10-Propargyl-10-Deazaaminopterin in Treating Patients With Recurrent or Refractory Non-Hodgkin's Lymphoma or Hodgkin's Lymphoma
Study Details
Study Description
Brief Summary
RATIONALE: Drugs used in chemotherapy use different ways to stop tumor cells from dividing so they stop growing or die.
PURPOSE: Phase II trial to study the effectiveness of 10-propargyl-10-deazaaminopterin in treating patients who have recurrent or refractory non-Hodgkin's lymphoma or Hodgkin's lymphoma.
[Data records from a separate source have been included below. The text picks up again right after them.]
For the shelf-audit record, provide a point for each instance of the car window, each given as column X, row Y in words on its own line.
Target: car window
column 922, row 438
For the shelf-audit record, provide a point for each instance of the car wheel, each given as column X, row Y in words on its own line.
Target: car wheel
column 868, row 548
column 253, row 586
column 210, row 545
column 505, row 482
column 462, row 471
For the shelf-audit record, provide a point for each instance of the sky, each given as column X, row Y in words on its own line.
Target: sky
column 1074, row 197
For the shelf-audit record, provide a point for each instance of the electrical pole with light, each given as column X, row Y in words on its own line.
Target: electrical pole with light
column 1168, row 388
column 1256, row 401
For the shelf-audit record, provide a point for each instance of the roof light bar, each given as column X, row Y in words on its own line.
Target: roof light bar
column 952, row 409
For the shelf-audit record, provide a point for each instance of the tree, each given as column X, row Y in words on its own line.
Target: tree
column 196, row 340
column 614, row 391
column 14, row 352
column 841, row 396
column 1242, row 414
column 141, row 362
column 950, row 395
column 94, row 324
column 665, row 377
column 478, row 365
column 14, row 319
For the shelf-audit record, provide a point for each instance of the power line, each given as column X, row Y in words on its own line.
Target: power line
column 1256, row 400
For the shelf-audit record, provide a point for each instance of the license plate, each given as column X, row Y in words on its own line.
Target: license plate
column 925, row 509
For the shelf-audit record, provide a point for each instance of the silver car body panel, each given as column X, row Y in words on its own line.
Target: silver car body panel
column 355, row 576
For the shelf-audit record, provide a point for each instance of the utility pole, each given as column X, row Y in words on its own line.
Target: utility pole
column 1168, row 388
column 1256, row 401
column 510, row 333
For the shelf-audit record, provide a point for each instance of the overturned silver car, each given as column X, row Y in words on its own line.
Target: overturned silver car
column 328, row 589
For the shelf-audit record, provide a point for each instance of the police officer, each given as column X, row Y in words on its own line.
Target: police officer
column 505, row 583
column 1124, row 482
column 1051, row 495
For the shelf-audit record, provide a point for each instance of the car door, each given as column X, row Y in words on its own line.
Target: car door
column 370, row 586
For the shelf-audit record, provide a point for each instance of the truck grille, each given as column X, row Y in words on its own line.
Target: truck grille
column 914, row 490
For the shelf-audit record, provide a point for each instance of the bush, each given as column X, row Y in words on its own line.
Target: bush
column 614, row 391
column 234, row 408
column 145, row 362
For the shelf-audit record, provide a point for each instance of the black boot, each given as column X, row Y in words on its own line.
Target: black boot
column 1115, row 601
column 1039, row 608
Condition or Disease | Intervention/Treatment | Phase |
---|---|---|
Phase 1/Phase 2 |
Detailed Description
OBJECTIVES:
-
Determine the efficacy of 10-propargyl-10-deazaaminopterin, in terms of objective response rate, duration of response, and time to disease progression, in patients with relapsed or refractory aggressive non-Hodgkin's lymphoma or Hodgkin's lymphoma.
-
Determine the impact of pharmacokinetics on toxicity and drug elimination in patients treated with this drug.
-
Determine the toxicity of this drug in these patients.
-
Determine the effect of prior chemotherapy response duration on duration of response in patients treated with this drug.
-
Correlate, if possible, the pharmacodynamics (area under the curve) of this drug with tumor response and toxicity (mucositis) in these patients.
-
Correlate, if possible, intraerythrocytic folate or homocysteine levels with severity of mucositis in patients treated with this drug.
-
Determine whether levels of the RFC-1 folate transporter, folylpolyglutamate synthetase, and folylpolyglutamate hydrolase are markers of response in patients treated with this drug.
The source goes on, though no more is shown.